Comprendo muy bien a quienes han hecho de Garzón su mártir necesario. Hay ocasiones en que, careciendo de estrellas rutilantes, resulta más cómodo y beneficioso inventarlas. Isabel Coixet ha querido colocar a uno de sus ídolos en la gran pantalla, en un certamen que conoce de cerca (fue miembro del Jurado en dos ocasiones, además de haber presentado dos de sus obras: Mi vida sin mí y Elegía), para tras el estreno organizar una rueda de prensa multitudinaria, que no tenía como meta otro objetivo que convertirse en hagiógrafa de un juez, cuya megalomanía y ambición política y profesional quedaron en entredicho a lo largo de dos décadas. Un juez que prefirió lavar su conciencia en las palanganas de Videla y Pinochet, porque la que se escondía bajo el manto del Borbón, que contiene también sangre de miles de inocentes, era mejor no tocarla. Ausencia de deontología. Cero en conducta.

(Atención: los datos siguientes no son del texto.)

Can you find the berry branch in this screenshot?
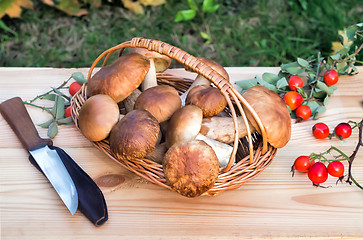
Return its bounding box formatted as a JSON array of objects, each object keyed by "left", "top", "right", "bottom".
[{"left": 346, "top": 119, "right": 363, "bottom": 190}]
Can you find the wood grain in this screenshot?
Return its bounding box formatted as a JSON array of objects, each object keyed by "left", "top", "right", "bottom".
[{"left": 0, "top": 67, "right": 363, "bottom": 239}]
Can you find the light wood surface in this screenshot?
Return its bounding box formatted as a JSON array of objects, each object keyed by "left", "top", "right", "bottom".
[{"left": 0, "top": 67, "right": 363, "bottom": 239}]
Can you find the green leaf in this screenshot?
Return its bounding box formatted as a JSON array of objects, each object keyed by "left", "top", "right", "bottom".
[
  {"left": 40, "top": 93, "right": 57, "bottom": 101},
  {"left": 313, "top": 106, "right": 326, "bottom": 119},
  {"left": 42, "top": 0, "right": 88, "bottom": 17},
  {"left": 337, "top": 46, "right": 349, "bottom": 56},
  {"left": 281, "top": 62, "right": 299, "bottom": 72},
  {"left": 0, "top": 20, "right": 18, "bottom": 37},
  {"left": 202, "top": 0, "right": 219, "bottom": 13},
  {"left": 38, "top": 119, "right": 54, "bottom": 128},
  {"left": 297, "top": 87, "right": 308, "bottom": 98},
  {"left": 306, "top": 101, "right": 320, "bottom": 114},
  {"left": 174, "top": 9, "right": 197, "bottom": 22},
  {"left": 72, "top": 72, "right": 87, "bottom": 85},
  {"left": 256, "top": 76, "right": 277, "bottom": 92},
  {"left": 323, "top": 95, "right": 329, "bottom": 106},
  {"left": 276, "top": 77, "right": 289, "bottom": 89},
  {"left": 316, "top": 81, "right": 334, "bottom": 95},
  {"left": 346, "top": 28, "right": 357, "bottom": 41},
  {"left": 57, "top": 117, "right": 74, "bottom": 125},
  {"left": 188, "top": 0, "right": 199, "bottom": 11},
  {"left": 262, "top": 73, "right": 280, "bottom": 84},
  {"left": 337, "top": 62, "right": 347, "bottom": 72},
  {"left": 330, "top": 53, "right": 341, "bottom": 60},
  {"left": 297, "top": 58, "right": 310, "bottom": 68},
  {"left": 281, "top": 62, "right": 305, "bottom": 76},
  {"left": 47, "top": 122, "right": 58, "bottom": 138},
  {"left": 313, "top": 88, "right": 328, "bottom": 99},
  {"left": 235, "top": 78, "right": 257, "bottom": 90},
  {"left": 52, "top": 88, "right": 71, "bottom": 101}
]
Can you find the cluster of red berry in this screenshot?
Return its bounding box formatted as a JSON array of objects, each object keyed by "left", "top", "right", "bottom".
[
  {"left": 291, "top": 122, "right": 352, "bottom": 185},
  {"left": 283, "top": 69, "right": 339, "bottom": 121}
]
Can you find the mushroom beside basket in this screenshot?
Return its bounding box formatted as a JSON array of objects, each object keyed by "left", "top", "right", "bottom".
[{"left": 71, "top": 38, "right": 291, "bottom": 196}]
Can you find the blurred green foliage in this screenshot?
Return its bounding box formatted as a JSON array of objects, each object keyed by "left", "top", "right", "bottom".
[{"left": 0, "top": 0, "right": 363, "bottom": 67}]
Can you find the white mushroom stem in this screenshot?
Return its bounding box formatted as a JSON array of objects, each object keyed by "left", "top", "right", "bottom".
[
  {"left": 200, "top": 116, "right": 256, "bottom": 143},
  {"left": 141, "top": 58, "right": 158, "bottom": 91},
  {"left": 195, "top": 134, "right": 235, "bottom": 167},
  {"left": 123, "top": 89, "right": 141, "bottom": 113},
  {"left": 180, "top": 75, "right": 211, "bottom": 106}
]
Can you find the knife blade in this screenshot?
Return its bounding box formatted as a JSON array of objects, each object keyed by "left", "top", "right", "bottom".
[{"left": 0, "top": 97, "right": 78, "bottom": 215}]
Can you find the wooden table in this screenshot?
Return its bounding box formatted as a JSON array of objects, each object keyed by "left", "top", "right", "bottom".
[{"left": 0, "top": 67, "right": 363, "bottom": 239}]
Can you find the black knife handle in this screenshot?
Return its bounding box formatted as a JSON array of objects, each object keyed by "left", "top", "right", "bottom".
[{"left": 0, "top": 97, "right": 53, "bottom": 150}]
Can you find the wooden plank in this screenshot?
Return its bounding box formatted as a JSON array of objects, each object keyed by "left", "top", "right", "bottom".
[{"left": 0, "top": 67, "right": 363, "bottom": 239}]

Sin embargo, no pongo en duda las dotes artísticas del juez. Aquel teatro que Garzón supo montar en el escenario shakesperiano de un Londres gris, húmedo y veladamente democrático, persiguiendo inútilmente al dictador chileno, se saldaba con la negativa a procesar al asesino de Víctor Jara, resguardado tanto por la Cámara de los Lores, la Casa Blanca y la Zarzuela. Su tentativa de convertirse en un Simon Wiesenthal a la española, desprendió siempre un sospechoso tufo a chapuza barroca.

Me vino a la memoria aquella escena del Augusto, balanceando la capa en las exequias de su compadre Franco, sonriendo beatíficamente al nuevo jefe de estado, Juan Carlos de Borbón (y viceversa), a pocos metros de las Cortes, con una calle repleta de franquistas, cuyos hijos ocupan hoy muchos de los escaños del PPSOE, sin que ese hemiciclo haya vivido todavía un momento que demandan millones de demócratas: el de la condena del régimen anterior y la reparación del inmenso daño causado, la anulación de las sentencias, la restauración del honor de todas las víctimas de aquel infame terrorismo de estado, la compensación económica para todas ellas (aunque otras detenten tal prebenda) y la búsqueda de los restos de sus seres enterrados en fosas comunes. Cientos de miles, como los niños robados a sus padres y madres, a quienes hoy se comienza a encontrar tras las denuncias por la impunidad que ha cubierto ese robo inhumano. Hubiera sido otra película, otros personajes, otro argumento mucho más necesario para esa España a la que alude la directora.

Ningún reality show sobre este personaje llamado Garzón estremecerá a los espectadores informados, quienes por encima de una supuesta buena voluntad por parte del entrevistado, podrían hurgar en el oportunismo típico de quien sabe el final del viaje. La inutilidad profesional. Coixet no ha logrado nada digno, excepto colocar a su protomártir en la escena de la Berlinale. Una presunta víctima, más Manolito que latin lover, luciendo birrete y toga, prendas que jamás adornaron a Rodolfo Valentino o que de momento, aún no ha vestido Antonio Banderas.

Coixet ha considerado que don Baltasar es una víctima del régimen de Zapatero. Hay personas que pensamos todo lo contrario acerca de este rey mago sin regalos, pero aspirante al Oro del Banco de Santander, al Incienso de los ingenuos bienintencionados, que le apoyaron en su conato de hallar justicia para con los desaparecidos de la rebelión fascista de 1936, y a la espesa, resbalosa y aromática Mirra con que la realizadora catalana ha untado al personaje.

Lo siento, señora Coixet. Le deseo muchos éxitos en su carrera, pero en lo personal lamento decirle que su intento de glorificar al mentado, podría caer en un talego sin fondo.

Tal vez en los próximos años, cuando millones de parados españoles tengan que optar por un trabajo en Alemania, para dar de comer a los suyos, pueda usted presentar un documental sobre un tema de mayor utilidad para esa España que, según sus palabras, tanto necesita de personajes como el elegido.